NEW ORLEANS — A high-ranking BP executive testified Tuesday that the London-based oil giant and its contractors share the responsibility for preventing blowouts like the one that killed 11 workers and spawned the nation’s worst offshore oil spill in 2010.
Lamar McKay, who was president of BP America at the time of the Deepwater Horizon disaster, is the first BP executive to testify at a federal trial designed to identify the causes of BP’s Macondo well blowout and assign percentages of blame to the companies involved.
Rig owner Transocean and cement contractor Halliburton also are defendants at the trial, which started Monday.
A plaintiff’s attorney pressed McKay to agree with him that BP bore ultimate responsibility for the blowout, but McKay insisted that managing the hazards of deepwater drilling are a ‘‘team effort.’’
‘‘I think that’s a shared responsibility, to manage the safety and the risk,’’ said McKay, now chief executive of BP’s Upstream unit. ‘‘Sometimes contractors manage that risk. Sometimes we do. Most of the time it’s a team effort.’’
McKay said the rig explosion and spill in the Gulf of Mexico was a ‘‘tragic accident’’ resulting from a ‘‘risk that was identified.’’
This isn’t the first time McKay has testified under oath about the spill. He appeared before Congress less than a month after the deadly rig explosion.
US District Judge Carl Barbier is hearing the case without a jury. Barring a settlement, Barbier will decide how much more money BP and other companies owe for their roles in the disaster.
McKay’s testimony followed that of an expert witness for people and businesses suing the company. Robert Bea, an engineering professor at the University of California-Berkeley, testified that BP PLC didn’t implement a two-year-old safety management program on the rig that exploded in the Gulf of Mexico on April 20, 2010.
‘‘It’s a classic failure of management and leadership in BP,’’ said Bea, a former BP consultant who also investigated the 1989 Exxon Valdez spill and New Orleans levee breaches after Hurricane Katrina in 2005.
The London company has said its operating management system was designed to drive a rigorous and systematic approach to safety and risk management. During cross-examination by a BP lawyer, Bea said the company made ‘‘significant efforts’’ to improve safety management as early as 2003.
However, BP only implemented its new safety plan at just one of the seven rigs the company owned or leased in the Gulf at the time of the disaster.
Bea said it was ‘‘tragic’’ and ‘‘egregious’’ that BP didn’t apply its own safety program to the Deepwater Horizon before the Macondo well blowout triggered the explosion that killed 11 workers and spawned the massive spill. Transocean owned the rig; BP leased it.
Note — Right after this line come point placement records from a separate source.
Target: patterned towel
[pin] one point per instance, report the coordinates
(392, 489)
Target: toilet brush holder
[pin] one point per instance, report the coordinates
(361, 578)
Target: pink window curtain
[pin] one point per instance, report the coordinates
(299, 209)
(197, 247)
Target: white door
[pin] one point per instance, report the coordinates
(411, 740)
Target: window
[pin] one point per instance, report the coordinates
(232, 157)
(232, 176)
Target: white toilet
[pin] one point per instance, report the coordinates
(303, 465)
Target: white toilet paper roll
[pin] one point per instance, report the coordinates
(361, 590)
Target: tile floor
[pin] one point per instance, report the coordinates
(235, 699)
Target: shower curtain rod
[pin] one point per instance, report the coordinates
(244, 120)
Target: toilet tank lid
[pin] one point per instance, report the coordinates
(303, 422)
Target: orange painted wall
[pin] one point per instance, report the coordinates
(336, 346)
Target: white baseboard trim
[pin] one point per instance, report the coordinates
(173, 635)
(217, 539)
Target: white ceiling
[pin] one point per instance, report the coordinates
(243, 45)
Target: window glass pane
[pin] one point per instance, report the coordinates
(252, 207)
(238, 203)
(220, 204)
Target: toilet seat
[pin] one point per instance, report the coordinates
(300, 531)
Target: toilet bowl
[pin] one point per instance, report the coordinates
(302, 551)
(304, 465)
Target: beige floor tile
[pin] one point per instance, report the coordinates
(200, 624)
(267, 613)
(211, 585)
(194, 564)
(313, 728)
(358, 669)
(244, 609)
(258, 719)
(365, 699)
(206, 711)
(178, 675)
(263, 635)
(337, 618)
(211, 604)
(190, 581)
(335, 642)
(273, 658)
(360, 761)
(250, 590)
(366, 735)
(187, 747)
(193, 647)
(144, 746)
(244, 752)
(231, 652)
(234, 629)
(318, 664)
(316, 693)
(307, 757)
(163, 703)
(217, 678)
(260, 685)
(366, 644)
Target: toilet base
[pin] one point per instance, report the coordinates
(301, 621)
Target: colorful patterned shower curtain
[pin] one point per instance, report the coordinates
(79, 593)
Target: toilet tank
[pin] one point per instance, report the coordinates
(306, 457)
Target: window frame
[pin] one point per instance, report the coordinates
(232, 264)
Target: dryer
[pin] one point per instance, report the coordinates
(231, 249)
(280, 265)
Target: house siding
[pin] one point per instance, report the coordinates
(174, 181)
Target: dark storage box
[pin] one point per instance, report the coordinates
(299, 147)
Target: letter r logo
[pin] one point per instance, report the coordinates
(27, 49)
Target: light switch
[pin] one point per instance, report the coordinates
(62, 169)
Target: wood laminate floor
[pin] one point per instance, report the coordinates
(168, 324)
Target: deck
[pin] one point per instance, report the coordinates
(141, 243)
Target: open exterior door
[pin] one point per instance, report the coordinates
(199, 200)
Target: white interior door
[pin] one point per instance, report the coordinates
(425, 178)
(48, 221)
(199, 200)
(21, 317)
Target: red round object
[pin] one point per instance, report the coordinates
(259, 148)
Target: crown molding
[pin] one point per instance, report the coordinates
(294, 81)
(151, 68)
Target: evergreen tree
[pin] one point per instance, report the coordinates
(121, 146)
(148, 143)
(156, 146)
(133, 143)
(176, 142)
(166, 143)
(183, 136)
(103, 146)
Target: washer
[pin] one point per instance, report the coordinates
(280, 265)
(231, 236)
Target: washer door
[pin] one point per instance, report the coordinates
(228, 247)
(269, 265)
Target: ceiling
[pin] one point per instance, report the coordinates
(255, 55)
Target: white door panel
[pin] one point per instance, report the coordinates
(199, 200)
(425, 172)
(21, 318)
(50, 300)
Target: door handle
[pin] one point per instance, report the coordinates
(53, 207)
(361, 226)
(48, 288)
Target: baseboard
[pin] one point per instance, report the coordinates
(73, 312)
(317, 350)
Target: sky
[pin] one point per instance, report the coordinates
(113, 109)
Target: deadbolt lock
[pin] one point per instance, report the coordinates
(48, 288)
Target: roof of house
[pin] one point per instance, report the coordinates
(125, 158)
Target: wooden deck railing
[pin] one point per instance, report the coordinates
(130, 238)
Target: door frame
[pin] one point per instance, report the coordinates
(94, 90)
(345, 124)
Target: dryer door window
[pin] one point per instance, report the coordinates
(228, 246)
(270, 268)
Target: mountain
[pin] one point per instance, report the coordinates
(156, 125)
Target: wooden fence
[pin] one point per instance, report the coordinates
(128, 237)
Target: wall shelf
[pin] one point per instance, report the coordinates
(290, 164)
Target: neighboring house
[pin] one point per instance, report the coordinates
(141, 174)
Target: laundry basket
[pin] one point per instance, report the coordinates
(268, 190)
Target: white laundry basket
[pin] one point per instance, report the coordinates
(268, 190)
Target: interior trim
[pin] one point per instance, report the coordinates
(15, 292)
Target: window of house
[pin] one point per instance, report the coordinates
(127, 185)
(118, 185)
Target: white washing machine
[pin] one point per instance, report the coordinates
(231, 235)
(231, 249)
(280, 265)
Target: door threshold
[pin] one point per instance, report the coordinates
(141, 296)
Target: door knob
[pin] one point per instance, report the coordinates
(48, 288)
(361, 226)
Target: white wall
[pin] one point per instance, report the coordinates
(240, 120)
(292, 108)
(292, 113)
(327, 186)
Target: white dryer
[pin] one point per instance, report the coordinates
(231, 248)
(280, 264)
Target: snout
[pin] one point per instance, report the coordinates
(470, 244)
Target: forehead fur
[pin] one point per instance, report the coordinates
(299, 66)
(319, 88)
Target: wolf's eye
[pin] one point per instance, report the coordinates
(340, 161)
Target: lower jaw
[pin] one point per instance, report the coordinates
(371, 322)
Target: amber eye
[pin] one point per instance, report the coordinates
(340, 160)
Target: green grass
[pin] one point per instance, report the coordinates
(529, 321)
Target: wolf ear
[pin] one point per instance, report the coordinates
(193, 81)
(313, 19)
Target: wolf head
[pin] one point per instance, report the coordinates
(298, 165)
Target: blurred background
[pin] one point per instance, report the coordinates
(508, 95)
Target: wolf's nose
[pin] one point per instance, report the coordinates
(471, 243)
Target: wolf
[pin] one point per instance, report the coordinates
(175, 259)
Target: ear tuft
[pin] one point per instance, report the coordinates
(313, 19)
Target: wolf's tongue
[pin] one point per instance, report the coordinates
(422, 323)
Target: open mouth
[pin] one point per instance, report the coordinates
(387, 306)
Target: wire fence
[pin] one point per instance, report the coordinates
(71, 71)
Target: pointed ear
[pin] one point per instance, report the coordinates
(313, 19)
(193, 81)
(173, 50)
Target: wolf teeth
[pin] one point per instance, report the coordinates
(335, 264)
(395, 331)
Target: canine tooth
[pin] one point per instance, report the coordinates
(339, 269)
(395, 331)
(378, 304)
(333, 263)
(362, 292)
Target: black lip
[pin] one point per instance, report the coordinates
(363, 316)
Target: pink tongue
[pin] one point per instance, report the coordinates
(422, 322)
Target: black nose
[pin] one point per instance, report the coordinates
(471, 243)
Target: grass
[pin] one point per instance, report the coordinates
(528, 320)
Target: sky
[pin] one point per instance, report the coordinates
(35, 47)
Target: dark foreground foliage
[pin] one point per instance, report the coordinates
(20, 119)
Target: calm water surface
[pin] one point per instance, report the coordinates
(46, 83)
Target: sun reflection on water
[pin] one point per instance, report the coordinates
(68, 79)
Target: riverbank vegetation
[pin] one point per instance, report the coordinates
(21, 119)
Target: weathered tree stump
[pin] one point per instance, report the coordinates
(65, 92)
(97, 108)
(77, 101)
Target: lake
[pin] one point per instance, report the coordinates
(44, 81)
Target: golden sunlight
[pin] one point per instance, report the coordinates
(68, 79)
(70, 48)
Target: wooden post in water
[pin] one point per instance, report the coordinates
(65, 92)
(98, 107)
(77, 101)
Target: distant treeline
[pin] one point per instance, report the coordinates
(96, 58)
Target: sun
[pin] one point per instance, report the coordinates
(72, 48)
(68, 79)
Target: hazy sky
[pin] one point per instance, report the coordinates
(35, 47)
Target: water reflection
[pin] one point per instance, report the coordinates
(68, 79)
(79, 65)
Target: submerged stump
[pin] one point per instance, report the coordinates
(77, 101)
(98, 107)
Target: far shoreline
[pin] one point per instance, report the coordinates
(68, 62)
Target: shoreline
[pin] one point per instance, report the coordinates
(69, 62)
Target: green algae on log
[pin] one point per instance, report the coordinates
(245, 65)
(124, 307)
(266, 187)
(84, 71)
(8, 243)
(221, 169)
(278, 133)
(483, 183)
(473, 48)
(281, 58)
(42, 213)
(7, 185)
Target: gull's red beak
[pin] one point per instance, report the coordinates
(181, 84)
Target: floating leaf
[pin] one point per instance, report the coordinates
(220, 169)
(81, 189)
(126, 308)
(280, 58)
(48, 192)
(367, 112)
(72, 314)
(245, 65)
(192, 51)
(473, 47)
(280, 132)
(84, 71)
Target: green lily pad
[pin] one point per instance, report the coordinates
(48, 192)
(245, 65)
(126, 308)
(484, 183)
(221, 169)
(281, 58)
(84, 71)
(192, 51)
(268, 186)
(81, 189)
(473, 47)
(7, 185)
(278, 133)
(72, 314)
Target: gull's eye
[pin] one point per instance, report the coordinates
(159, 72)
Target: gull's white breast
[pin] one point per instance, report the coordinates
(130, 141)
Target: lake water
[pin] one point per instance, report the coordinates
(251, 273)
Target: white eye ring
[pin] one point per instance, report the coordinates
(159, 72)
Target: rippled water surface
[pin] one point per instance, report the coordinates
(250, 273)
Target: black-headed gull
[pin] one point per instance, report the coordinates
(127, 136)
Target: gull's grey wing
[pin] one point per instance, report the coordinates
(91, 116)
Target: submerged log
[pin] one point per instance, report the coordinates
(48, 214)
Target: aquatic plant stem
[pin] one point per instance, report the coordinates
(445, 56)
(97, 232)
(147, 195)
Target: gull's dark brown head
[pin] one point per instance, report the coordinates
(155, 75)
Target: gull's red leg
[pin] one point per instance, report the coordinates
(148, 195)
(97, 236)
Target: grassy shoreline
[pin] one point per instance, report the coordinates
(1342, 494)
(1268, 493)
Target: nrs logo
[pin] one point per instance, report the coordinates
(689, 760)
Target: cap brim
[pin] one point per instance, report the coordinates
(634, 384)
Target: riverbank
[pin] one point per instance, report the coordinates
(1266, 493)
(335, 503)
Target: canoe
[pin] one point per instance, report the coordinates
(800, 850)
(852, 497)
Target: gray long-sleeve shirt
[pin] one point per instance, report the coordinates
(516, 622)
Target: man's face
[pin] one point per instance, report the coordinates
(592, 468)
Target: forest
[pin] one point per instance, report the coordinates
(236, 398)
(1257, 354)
BP lawyer Mike Brock said the company allows contractors like Transocean to take the primary responsibility for the safety of rig operations as long as the contractor’s safety system is compatible with BP’s — an arrangement Brock suggested is a standard industry practice.
As he questioned Bea, Brock also recited a long list of steps that BP took to improve safety, citing them as evidence that the company wasn’t ‘‘cutting corners in the area of safety.’’
A plaintiff’s lawyer showed Bea a transcript of a deposition of Tony Hayward, who was BP’s chief executive at the time of the disaster. Hayward was asked whether the deadly blowout could have been averted if BP had implemented the safety management program in the Gulf.
‘‘There is possible potential,’’ Hayward responded. ‘‘Undoubtedly.’’
Bea said BP’s ‘‘culture of every dollar counts’’ was reflected in a May 2009 e-mail sent by BP well team leader John Guide: ‘‘The DW Horizon embraced every dollar matters since I arrived 18 months ago,’’ Guide wrote. ‘‘We have saved BP millions and no one had to tell us.’’
Just last year, Bea testified for plaintiffs who sued the US Army Corps of Engineers over broken levees in New Orleans following Hurricane Katrina.
BP has already pleaded guilty to manslaughter and other criminal charges and has racked up more than $24 billion in spill-related expenses, including cleanup costs, compensation for businesses and individuals, and $4 billion in criminal penalties.
One of the biggest questions facing Barbier is whether BP acted with gross negligence. Under the Clean Water Act, a polluter can be forced to pay a minimum of $1,100 per barrel of spilled oil; the fines nearly quadruple to about $4,300 a barrel for companies found grossly negligent.